Cherry Hill shrugs off loss of Subaru headquarters
There are no hard feelings. Though Subaru of America's decision to move its U.S. headquarters from Cherry Hill to Camden stung, township officials are downplaying its impact.
There are no hard feelings.
Though Subaru of America's decision to move its U.S. headquarters from Cherry Hill to Camden stung, township officials are downplaying its impact.
They say that they have moved on, and that the loss of tax revenue will be small, given the municipality's $8 billion ratable base.
"Cherry Hill is never happy to lose any of our businesses, no matter how small or large," Mayor Chuck Cahn said last week. "Cherry Hill will be fine no matter what we lose, because we are always gaining new businesses.
"When one door closes, many doors open."
Still, the township made a valiant effort to keep its longtime tenant. "We are disappointed, and our first priority was always to keep Subaru here," Cahn's spokeswoman, Bridget Palmer, said. "We put everything forward into keeping Subaru in Cherry Hill and worked very closely with the developers and tried to offer incentives to keep them here and in place."
The township's two-year effort to keep Subaru ended this month. Camden offered a better deal - thanks to major carrots under the Economic Opportunity Act. The 11/2-year-old law is intended to spur development in areas that need it most.
On Dec. 9, the New Jersey Economic Development Authority approved $118 million in tax incentives for Subaru and $40 million for Cooper Health System to relocate some of its administrative operations to Camden.
The deal was too good to pass up, said Michael McHale, a spokesman for Subaru of America.
"Generally, the Camden bid was the overall best package, and there were also bids from the Navy Yard and a few others," he said. "Unfortunately, the circumstances are we have to move out. But that's the reality of it, and we maintain a good relationship with the township."
Cooper Health System intends to move 353 back-office jobs from Cherry Hill and Mount Laurel to Federal Street in downtown Camden and add 19 jobs in the city.
"Jobs aren't expected to move for at least a year or two, so there will be no immediate impact whatsoever, " Palmer said of the Cooper move, "and there should not be a tax impact at all." She said most of the jobs moving to Camden were in Mount Laurel.
Subaru has long had a major presence in Cherry Hill as a top-10 international automaker. It is the township's 19th-largest taxpayer and pays $538,000 annually in real estate taxes. That money is divided among the county, school district, Fire Department, and Cherry Hill Township, which gets about $80,700, or 15 percent.
Subaru of America has been at the 12-acre site, known as Subaru Plaza, at 2235 Route 70, since 1986.
McHale said the company planned to stay in Cherry Hill until the end of 2016. Even after the move, it will still pay real estate taxes in full to the township because it owns the building.
McHale said that as sales grew - from 180,000 vehicles in 2007 to more than 500,000 this year - personnel mushroomed and space became an issue. "We are quite tight, and being split up over two sites is not ideal," he said.
More than 500 Subaru employees are currently scattered among the Cherry Hill building, a property in Pennsauken, and elsewhere in the area. All will move into one campus at the Camden site, next to the Campbell Soup Co. building in the Gateway District.
"We can put more people in there and have ways to extend the building," McHale said.
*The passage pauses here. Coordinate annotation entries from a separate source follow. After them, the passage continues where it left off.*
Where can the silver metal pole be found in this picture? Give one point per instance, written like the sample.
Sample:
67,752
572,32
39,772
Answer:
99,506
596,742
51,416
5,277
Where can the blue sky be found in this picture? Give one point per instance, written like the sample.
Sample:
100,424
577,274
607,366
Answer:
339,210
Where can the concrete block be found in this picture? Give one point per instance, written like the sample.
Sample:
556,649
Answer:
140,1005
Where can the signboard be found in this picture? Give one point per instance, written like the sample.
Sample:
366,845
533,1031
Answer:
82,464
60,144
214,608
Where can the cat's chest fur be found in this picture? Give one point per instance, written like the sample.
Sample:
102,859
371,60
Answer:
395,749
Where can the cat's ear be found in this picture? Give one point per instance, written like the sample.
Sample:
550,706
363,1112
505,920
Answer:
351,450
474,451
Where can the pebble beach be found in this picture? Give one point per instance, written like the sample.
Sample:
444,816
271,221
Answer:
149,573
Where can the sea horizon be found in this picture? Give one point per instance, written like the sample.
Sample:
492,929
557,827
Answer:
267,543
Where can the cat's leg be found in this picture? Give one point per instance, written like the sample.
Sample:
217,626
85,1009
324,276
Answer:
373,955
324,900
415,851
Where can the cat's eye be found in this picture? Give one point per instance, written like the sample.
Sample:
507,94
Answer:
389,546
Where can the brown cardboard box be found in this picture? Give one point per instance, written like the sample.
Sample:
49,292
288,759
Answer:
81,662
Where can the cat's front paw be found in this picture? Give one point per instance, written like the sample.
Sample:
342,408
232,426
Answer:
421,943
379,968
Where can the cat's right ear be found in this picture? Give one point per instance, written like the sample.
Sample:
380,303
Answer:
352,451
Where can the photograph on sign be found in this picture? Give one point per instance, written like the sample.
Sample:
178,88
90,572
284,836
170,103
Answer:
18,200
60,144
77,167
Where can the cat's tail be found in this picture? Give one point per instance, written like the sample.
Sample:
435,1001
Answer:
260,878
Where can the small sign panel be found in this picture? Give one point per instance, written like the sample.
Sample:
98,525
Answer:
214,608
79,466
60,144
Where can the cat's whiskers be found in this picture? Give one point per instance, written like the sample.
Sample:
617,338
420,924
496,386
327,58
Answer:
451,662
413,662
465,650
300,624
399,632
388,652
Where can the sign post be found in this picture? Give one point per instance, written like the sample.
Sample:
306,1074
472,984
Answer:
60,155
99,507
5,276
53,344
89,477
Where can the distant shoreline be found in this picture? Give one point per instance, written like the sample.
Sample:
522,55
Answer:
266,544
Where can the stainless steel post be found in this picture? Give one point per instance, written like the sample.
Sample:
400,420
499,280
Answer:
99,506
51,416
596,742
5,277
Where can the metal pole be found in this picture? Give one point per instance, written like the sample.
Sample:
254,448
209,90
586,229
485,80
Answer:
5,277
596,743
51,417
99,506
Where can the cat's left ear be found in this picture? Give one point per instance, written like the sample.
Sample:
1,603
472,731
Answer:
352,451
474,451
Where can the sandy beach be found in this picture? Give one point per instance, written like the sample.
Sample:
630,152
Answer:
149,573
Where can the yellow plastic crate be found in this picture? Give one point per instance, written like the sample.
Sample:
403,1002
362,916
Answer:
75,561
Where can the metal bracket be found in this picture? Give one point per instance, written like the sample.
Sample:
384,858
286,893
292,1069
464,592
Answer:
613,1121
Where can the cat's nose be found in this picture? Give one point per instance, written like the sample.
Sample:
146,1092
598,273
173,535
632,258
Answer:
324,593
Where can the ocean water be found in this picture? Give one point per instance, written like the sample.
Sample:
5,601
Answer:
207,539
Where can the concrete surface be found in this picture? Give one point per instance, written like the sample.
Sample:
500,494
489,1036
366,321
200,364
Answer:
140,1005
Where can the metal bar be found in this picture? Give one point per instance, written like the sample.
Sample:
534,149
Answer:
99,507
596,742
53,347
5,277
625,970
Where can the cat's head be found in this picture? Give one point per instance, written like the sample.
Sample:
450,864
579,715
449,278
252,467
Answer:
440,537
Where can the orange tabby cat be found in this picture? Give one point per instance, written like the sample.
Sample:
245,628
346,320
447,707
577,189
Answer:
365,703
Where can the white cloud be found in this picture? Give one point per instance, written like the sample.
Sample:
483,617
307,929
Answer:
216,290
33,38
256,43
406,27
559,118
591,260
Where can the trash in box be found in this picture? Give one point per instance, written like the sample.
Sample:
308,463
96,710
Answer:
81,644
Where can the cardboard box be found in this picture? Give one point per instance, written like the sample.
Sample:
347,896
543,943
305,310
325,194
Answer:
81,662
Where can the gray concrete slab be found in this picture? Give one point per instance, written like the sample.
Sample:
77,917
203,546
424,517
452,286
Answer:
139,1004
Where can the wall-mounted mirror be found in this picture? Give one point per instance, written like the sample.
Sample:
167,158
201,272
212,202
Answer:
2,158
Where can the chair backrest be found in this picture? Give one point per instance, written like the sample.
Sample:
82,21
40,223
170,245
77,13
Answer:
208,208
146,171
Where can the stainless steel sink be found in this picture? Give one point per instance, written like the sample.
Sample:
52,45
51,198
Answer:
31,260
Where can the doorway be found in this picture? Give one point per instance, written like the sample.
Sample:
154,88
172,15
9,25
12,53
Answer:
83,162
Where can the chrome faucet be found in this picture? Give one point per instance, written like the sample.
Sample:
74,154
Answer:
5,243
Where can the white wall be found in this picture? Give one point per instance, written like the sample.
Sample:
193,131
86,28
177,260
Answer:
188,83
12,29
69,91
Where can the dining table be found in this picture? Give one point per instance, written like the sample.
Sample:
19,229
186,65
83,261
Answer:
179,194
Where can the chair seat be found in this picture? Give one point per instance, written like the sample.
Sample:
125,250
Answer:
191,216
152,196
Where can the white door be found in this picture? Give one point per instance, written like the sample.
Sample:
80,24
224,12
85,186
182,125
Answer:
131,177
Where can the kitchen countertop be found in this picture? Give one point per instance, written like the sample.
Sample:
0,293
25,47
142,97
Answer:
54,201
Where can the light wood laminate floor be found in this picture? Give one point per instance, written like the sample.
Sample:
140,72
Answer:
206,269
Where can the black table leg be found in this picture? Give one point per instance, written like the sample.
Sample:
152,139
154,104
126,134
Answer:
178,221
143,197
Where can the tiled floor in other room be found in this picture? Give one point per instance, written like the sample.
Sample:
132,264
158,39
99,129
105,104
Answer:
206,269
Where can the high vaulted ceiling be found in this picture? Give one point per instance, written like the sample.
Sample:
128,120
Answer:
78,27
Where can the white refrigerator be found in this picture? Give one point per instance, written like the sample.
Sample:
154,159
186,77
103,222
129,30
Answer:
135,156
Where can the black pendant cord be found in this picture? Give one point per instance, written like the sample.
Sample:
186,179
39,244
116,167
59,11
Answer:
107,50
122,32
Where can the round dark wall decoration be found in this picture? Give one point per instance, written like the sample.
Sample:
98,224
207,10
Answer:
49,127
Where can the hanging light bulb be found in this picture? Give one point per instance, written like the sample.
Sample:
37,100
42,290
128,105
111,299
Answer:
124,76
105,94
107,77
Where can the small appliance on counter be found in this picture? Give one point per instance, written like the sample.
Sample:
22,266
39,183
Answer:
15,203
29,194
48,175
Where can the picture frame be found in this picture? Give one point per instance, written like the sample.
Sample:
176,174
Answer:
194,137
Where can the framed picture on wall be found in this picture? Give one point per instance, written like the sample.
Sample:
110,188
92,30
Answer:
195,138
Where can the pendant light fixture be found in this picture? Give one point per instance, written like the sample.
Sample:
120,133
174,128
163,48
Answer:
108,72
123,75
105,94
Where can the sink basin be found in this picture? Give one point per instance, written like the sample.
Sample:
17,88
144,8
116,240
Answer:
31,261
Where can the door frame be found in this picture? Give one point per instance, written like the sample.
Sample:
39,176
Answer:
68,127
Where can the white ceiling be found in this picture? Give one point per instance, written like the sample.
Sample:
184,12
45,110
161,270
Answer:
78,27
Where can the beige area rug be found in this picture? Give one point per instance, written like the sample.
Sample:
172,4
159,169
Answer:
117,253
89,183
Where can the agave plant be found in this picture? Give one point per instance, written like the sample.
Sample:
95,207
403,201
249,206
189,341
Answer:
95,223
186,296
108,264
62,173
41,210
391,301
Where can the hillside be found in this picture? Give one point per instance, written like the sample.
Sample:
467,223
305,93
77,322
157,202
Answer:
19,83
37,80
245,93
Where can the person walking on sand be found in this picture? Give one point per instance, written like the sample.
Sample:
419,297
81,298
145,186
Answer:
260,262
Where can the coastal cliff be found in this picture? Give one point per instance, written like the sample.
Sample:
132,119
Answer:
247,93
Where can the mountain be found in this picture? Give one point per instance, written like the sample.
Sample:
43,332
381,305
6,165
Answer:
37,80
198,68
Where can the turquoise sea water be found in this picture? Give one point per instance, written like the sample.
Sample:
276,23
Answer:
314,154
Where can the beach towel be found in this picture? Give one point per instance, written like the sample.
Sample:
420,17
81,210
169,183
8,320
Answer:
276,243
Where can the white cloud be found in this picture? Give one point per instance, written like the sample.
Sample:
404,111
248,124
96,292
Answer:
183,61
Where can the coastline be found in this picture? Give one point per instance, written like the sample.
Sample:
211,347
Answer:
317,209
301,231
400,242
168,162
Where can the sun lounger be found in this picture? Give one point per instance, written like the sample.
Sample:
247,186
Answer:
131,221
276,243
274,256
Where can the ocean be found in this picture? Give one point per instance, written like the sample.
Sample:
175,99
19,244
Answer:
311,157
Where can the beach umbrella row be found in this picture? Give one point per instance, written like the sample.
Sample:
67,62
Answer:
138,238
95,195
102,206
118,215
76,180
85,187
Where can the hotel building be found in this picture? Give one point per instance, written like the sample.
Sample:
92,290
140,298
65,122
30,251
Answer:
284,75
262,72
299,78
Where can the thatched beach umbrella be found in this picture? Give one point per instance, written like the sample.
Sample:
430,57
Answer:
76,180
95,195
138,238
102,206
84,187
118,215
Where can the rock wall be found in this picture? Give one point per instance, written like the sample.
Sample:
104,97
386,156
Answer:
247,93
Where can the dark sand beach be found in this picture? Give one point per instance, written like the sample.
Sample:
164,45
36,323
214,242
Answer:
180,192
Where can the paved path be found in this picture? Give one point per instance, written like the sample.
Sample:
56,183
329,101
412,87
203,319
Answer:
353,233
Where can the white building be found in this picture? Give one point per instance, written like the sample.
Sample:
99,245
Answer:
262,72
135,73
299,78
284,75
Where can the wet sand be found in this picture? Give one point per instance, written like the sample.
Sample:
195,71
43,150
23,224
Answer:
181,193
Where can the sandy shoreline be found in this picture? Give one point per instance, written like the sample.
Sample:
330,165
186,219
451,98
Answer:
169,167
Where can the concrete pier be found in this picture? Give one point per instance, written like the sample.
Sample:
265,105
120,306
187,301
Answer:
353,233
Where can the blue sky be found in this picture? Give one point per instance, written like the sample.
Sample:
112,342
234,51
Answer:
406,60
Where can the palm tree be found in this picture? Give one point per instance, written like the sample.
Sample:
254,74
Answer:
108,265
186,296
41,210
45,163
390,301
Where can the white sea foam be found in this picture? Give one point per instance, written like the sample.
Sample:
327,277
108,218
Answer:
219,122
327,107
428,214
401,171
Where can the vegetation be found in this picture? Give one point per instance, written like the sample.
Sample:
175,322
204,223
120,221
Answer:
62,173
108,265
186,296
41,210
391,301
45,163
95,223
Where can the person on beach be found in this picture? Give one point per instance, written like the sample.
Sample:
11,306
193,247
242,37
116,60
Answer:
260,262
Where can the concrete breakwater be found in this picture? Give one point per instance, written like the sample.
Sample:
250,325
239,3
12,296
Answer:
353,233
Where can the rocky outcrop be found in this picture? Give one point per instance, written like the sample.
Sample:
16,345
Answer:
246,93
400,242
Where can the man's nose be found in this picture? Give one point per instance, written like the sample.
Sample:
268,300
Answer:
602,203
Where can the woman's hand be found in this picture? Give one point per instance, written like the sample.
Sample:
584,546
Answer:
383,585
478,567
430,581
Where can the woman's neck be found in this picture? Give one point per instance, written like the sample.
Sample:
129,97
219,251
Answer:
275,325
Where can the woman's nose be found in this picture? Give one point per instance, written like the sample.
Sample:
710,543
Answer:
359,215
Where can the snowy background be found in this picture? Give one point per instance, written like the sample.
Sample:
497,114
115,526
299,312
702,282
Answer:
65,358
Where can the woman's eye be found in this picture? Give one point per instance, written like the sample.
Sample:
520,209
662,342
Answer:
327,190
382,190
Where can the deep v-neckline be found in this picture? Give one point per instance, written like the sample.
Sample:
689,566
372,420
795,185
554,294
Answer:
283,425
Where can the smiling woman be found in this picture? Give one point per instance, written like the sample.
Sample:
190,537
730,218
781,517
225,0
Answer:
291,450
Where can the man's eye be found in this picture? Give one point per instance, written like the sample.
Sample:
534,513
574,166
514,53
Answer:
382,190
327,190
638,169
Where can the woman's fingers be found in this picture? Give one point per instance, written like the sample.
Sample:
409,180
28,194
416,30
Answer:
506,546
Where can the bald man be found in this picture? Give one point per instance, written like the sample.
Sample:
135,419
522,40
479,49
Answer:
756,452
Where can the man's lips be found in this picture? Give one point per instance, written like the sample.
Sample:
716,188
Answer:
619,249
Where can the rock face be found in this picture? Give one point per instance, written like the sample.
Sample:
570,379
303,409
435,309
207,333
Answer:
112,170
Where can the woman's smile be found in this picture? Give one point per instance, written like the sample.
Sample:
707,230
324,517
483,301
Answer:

Though Cahn said he was sad to see Subaru leave, those same Subaru employees "will still shop here, eat here, and take advantage of all that the township offers."
He said Camden's revitalization benefits the entire county.
"It helps the rest of us as residents of Camden County," he said. "What is good for Camden is good for all of Camden County, and we all want to see Camden developed in a very positive way."
Though Camden's gain is Cherry Hill's loss, don't feel too sorry for the township, said Paul Stridick, director of community development. He said the township could barely keep up with demand for new sites.
"A lot of businesses are moving in, and we have lots of applications for every major road, including Routes 30, 38, and 70, and Haddonfield Road.
"We're revitalizing old shopping centers and creating new jobs," he said. He cited the Kimco Shopping Center at Brace Road and Route 561 (Haddonfield-Berlin Road) as an example.
He said Kennedy Hospital had received approval for a $100 million project to redo its health campus, including a new parking garage and entrance at Cooper Landing Road and Chapel Avenue. Groundbreaking is set for spring.
The township was also investigating four potential redevelopment zones that could be ripe for upgrades.
"We're revitalizing the worn-out pieces of Cherry Hill, such as old motel sites along Route 70, Cuthbert Boulevard, and Route 38," Stridick said.
The township wants two large sites that have sat vacant for years upgraded: a 180,000-square-foot building on Ester Brook Lane near Cherry Hill Industrial Park, and the old Syms property at Route 70 and Marlkress Road.
"We're revitalizing that stretch of Route 70 one building at a time," Stridick said.
Subaru's move four miles away "certainly did not come as a shock," Cahn said. "We were very much in touch with them the entire process."
At the same time, Cahn said: "We . . . are talking to other corporate offices interested in moving to that site. We've moved on."